A function f(x) is said  to be differentiable at x = a if \underset{x \to 0}{lim} \dfrac{f ( x ) - f ( a )}{x - a} exists and is finite. Let ‘h’ be a small positive number.

 

Right hand derivative of f(x) at x = a is denoted by Rf’ (a) and is defined as Rf’ (a) =  \underset{h \to 0}{lim} \dfrac{f ( a + h ) - f ( a )}{h}

 

Left hand derivative of f(x) at x = a is denoted by Lf’ (a) and is defined as Lf’ (a)= \underset{h \to 0}{lim} \dfrac{f ( a - h) - f (a )}{ - h}

 

Alternate definition: A function is said to be differentiable at x = a if Rf’ (a) and Lf’ (a) both are finite and Rf’ (a) = Lf’ (a).
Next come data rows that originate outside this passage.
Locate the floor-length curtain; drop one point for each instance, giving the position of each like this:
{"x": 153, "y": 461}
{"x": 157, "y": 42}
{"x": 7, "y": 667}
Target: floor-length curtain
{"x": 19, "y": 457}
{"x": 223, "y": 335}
or \, \, \underset{h \to 0}{lim} \dfrac{f ( a + h ) - f ( a )}{h} = \underset{h \to 0}{lim} \dfrac{f ( a - H ) - f ( a )}{-h}

 

The common value is denoted by f’ (a).

 

 

Relation between continuity and differentiability

 

 

(1) if f(x) is differential at x = a, then it is continuous at x =a.

 

(2) if f(x) is continuous at x = a, then there is no guarantee that f (x) is differentiable at x=a.

 

(3) If f (x) is not differentiable at x =a, then it may or may not be continuous at x=a.

 

(4) if f(x) is not continuous at x=a, then it is not differentiable at x=a.

 

 

Some important results on differentiability

 

(1) Every polynomial function, constant function, exponential function is differentiable \forall x \epsilon R .

 

(2) if f(x) and g(x) are differentiable, then f (x) \pm g ( x ) , f ( x ) g ( x ) , \dfrac{f ( x )}{g ( x )} are differentiable functions provided in the last case g(x)\neq 0 .

 

(3) The composition of differentiable function is differentiable function.

 

Darboux Theorem

 

 

If f(x) is differentiable in the closed interval [a,b] anf f’ (a) and f’ (b) are of opposite signs, then there is a point c \epsilon ( a , b ) , ie., a < c < b such that f’ (c) = 0.

 

Graphical Meaning of Differentiability

 

 

F’(a) represents slope of tangent at x=a. A function f(x) is said to be differentiable at x=a if it (tangent) has unique slope at x = a.